1997-1998 ve 1999-2000 eğitim-öğretim yıllarında Kazakistan’ın Türkistan şehrindeki Uluslararası Hoca Ahmet Yesevî Türk-Kazak Üniversitesinde misafir öğretim üyesi olarak görev yaptı. Çeşitli seminerler ve konferanslar verdiği gibi panel ve sempozyumlara katıldı. Kazakça başta olmak üzere diğer Türk lehçelerini öğrendi. Bu esnada Özbekistan’ın Semerkand, Buhara ve Hive gibi tarihi şehirlerine, yine Güney Kazakistan’da Sır Derya boyundaki tarihi kalıntıların bulunduğu alanlara geziler yaptı. Saha araştırmalarında bulundu. Aynı üniversitede 2001-2002 öğretim yılında Tarih-Felsefe Fakültesi Dekanlığı görevini yürüttü. 2002 yılının Temmuz Ağustos aylarında Türk İşbirliği Kalkınma İdaresi’nin yürüttüğü Moğolistan Türk Anıtları Projesinde yer aldı.
2004-2005 öğretim yılında Bişkek’te bulunan Kırgızistan Türkiye Manas Üniversitesinin Tarih Bölümünde öğretim üyeliğinde bulundu. Aynı üniversitenin Türk Uygarlığı Merkez Müdür yardımcılığını yürüttü.
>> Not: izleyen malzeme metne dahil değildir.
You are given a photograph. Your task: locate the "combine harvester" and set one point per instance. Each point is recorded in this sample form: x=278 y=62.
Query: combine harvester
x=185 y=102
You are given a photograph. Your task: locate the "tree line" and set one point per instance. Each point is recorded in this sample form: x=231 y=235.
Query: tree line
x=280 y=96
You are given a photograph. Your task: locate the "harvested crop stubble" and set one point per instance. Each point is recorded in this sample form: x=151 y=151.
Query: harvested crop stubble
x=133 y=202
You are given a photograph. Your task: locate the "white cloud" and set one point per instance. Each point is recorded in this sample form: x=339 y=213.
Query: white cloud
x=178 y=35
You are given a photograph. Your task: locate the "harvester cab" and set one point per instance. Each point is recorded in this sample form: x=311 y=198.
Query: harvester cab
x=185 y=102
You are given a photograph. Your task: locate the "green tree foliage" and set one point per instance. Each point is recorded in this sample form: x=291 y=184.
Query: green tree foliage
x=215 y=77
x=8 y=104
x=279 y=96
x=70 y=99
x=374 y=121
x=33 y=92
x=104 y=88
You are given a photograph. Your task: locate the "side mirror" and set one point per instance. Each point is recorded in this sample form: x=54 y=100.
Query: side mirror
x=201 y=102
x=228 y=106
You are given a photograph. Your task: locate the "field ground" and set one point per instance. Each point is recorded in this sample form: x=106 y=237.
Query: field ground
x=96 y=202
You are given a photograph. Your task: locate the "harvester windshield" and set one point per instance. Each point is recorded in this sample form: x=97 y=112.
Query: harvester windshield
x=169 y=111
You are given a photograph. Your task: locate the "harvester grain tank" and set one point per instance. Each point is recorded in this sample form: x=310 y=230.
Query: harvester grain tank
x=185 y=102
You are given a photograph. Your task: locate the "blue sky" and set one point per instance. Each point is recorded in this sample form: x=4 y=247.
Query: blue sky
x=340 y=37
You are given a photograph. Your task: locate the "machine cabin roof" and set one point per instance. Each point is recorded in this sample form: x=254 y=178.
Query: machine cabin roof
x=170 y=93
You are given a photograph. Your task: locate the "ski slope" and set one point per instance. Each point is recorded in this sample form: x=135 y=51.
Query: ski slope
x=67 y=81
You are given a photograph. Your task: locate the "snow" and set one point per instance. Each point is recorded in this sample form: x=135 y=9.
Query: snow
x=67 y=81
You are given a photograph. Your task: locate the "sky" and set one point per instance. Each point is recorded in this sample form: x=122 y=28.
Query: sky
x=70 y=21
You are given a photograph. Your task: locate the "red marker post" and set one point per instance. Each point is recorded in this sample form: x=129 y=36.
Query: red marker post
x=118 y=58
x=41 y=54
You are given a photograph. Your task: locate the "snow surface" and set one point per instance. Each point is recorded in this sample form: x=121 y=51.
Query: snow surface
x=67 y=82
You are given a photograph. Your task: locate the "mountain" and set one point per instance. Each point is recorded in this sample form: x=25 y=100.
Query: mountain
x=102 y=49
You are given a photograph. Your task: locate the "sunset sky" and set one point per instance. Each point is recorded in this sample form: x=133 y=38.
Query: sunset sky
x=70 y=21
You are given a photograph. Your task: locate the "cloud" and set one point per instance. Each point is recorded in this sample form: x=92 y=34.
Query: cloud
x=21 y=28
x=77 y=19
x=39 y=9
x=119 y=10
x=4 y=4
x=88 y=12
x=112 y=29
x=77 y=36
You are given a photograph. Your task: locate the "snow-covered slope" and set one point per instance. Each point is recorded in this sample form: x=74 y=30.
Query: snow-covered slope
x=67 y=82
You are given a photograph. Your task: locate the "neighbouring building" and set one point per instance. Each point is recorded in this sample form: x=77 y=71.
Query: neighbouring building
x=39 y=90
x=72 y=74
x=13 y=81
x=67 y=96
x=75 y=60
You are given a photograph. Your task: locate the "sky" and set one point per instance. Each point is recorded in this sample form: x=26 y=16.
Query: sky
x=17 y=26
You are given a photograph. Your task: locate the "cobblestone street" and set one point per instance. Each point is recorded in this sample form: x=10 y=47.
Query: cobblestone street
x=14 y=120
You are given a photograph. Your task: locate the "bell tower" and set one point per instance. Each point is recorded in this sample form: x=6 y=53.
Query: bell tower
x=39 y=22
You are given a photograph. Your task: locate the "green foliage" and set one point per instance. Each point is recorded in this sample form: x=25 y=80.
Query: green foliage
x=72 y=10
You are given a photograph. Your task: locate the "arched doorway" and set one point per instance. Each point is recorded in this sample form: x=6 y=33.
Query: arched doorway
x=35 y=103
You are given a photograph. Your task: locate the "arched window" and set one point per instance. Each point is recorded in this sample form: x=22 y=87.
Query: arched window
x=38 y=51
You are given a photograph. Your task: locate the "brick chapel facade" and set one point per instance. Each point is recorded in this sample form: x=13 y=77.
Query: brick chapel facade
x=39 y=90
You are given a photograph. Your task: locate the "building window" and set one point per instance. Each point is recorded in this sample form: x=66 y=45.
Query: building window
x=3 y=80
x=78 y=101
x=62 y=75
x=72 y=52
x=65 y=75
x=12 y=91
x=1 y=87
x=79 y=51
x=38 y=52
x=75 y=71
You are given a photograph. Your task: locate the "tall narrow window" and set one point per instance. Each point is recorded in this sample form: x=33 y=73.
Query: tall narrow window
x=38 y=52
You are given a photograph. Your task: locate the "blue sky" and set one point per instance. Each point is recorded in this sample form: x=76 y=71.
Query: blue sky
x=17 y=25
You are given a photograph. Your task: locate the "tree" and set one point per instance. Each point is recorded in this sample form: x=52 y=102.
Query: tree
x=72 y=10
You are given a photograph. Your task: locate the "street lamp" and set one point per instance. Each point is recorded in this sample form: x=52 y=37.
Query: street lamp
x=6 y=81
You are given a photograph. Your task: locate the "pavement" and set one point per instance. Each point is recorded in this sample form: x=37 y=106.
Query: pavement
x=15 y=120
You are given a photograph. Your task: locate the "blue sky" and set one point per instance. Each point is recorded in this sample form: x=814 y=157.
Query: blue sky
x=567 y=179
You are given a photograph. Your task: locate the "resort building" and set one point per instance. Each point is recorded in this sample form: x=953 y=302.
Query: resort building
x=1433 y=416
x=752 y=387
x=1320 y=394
Sosyal Bilimler Dergisi yayın kurulu başkanlığını yaptı.
2007-2008 Mimar Sinan Üniversitesi Sosyal Bilimler Enstitüsü Müdürlüğü yaptı. 2008 yılında Rektör Yardımcılığına atanmıştır. 2009 Nisan ayında ise Tarih Bölümü Başkanlığına atanmıştır.
Halen Mimar Sinan Üniversitesi Tarih Bölümü Başkanlığı ve Rektör Yardımcılığı görevini sürdürmektedir.
Çince, İngilizce, Rusça ve Fransızca ile Türk lehçelerinden Kazakça ve Kırgızca’yı bilmektedir.
Kitap çok kalın olmamasına rağmen okunması zor olabilecek bir metin. Zira bazı makaleler akademik dille yazılmış, üzerinde düşünülerek, sindirilerek okunması gereken yapıda. Özellikle İbni Haldun’un devlet kuramı bağlamında Türk devletlerinin incelendiği kısımlar ufuk açıcıydı. Türk tarihiyle ilgilenen herkese önereceğim bir kitap. Sadece bazı makalelerde oldukça fazla yazım yanlışı var, devam eden baskılarda düzeleceğini umuyorum.